For now, Texas women seeking an abortion are faced with an untenable situation: The vast majority of them cannot get a legal abortion in their home state today or for the foreseeable future. What little access remains will continue to shrink as abortion clinics are forced to close in the coming weeks and months.

As has been true throughout history, however, making abortion illegal won’t stop abortions. It just stops legal abortions. If a woman is pregnant and does not wish to be, she will find a way to end her pregnancy. Before Roe v. Wade, desperate women relied on back-alley providers and dangerous home remedies. Today there are safer options, including abortion pills that can be purchased off the internet — though buying or distributing pills in such a way carries legal risks. Still, many more Texas women will rely on such services going forward, while those who can afford to will travel for care out of state or even out of the country.

There is a limit, though, to how much clinics in other places will be able to absorb the reproductive health needs of one of the most populous states in the country. Republican-led legislatures in other states, encouraged by the Supreme Court’s decision, will inevitably follow Texas’ lead. On Thursday, the leader of the Florida Senate said there is “no question” he and his colleagues will consider a similar law.

That may not be their only option: The court is already scheduled to hear a case this fall out of Mississippi that gives it an opportunity to overrule Roe v. Wade entirely.
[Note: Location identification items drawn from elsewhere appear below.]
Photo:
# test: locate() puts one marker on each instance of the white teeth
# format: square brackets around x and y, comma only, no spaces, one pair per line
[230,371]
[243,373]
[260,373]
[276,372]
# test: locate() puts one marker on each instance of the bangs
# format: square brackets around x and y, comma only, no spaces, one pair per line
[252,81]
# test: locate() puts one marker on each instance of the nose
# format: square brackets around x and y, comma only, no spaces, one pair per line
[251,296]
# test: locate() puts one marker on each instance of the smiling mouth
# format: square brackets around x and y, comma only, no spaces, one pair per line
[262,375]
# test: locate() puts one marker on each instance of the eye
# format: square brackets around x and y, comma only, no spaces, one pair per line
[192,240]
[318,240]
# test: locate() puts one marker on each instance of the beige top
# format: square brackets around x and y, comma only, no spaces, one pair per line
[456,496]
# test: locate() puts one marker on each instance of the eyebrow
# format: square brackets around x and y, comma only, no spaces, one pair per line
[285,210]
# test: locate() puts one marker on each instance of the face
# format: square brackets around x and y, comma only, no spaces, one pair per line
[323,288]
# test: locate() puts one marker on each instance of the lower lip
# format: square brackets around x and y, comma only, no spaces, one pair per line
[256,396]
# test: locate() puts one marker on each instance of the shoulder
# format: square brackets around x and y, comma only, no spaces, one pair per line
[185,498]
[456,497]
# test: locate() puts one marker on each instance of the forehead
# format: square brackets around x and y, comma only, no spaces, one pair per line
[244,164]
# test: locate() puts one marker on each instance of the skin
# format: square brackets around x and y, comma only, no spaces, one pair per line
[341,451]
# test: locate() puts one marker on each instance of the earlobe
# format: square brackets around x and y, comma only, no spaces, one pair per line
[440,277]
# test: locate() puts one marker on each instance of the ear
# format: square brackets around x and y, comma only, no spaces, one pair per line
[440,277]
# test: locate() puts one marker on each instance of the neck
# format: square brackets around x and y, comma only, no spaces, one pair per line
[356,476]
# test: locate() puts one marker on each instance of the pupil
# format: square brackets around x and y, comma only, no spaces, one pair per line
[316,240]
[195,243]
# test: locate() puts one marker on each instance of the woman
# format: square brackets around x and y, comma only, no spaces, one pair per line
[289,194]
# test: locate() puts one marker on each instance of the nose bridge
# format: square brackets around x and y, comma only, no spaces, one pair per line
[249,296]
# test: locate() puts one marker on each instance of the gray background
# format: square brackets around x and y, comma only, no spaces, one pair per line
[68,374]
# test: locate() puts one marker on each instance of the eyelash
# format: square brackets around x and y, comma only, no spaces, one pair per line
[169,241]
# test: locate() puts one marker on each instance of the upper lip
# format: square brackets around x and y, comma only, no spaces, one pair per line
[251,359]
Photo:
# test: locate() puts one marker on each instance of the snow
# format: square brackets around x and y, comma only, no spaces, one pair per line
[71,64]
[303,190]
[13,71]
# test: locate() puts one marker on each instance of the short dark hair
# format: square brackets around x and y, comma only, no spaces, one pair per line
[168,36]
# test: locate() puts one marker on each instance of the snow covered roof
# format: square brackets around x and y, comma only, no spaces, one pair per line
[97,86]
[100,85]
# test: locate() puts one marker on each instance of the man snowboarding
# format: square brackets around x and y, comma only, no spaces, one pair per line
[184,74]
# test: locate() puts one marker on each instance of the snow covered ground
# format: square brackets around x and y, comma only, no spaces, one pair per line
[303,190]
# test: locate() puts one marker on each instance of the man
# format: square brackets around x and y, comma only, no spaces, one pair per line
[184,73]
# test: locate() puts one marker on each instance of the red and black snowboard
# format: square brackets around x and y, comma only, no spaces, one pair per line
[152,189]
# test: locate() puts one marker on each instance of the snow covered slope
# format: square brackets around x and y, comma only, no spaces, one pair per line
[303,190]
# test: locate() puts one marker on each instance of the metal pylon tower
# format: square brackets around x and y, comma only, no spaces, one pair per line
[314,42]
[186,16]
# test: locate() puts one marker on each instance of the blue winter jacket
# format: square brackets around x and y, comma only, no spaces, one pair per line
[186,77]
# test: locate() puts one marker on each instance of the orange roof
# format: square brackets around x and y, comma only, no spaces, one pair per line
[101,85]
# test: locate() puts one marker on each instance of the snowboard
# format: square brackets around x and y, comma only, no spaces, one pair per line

If that happens, so-called trigger laws — designed to go into effect as soon as Roe is overturned — would automatically ban abortions in a number of states.

Some anti-abortion activists, emboldened by their new allies at the high court, are planning to go even further: Their goal is the full legal recognition of fetal personhood, which could ban abortions and threaten access to contraception everywhere in the United States — not just in Republican-led states. With a solid majority of justices now on their side, there’s no reason not to try.

For the majority of Americans who support a woman’s right to comprehensive reproductive health, the Supreme Court is now an adversary. Any long-term success will mean fighting the same way anti-abortion campaigners have for decades — in the political realm, by winning elections at the state and federal levels and changing laws as a result. Unlike the justices, elected leaders can be voted out if they don’t listen to their constituents. It’s a long and difficult road, but it’s the one all lasting reforms in a democracy must take.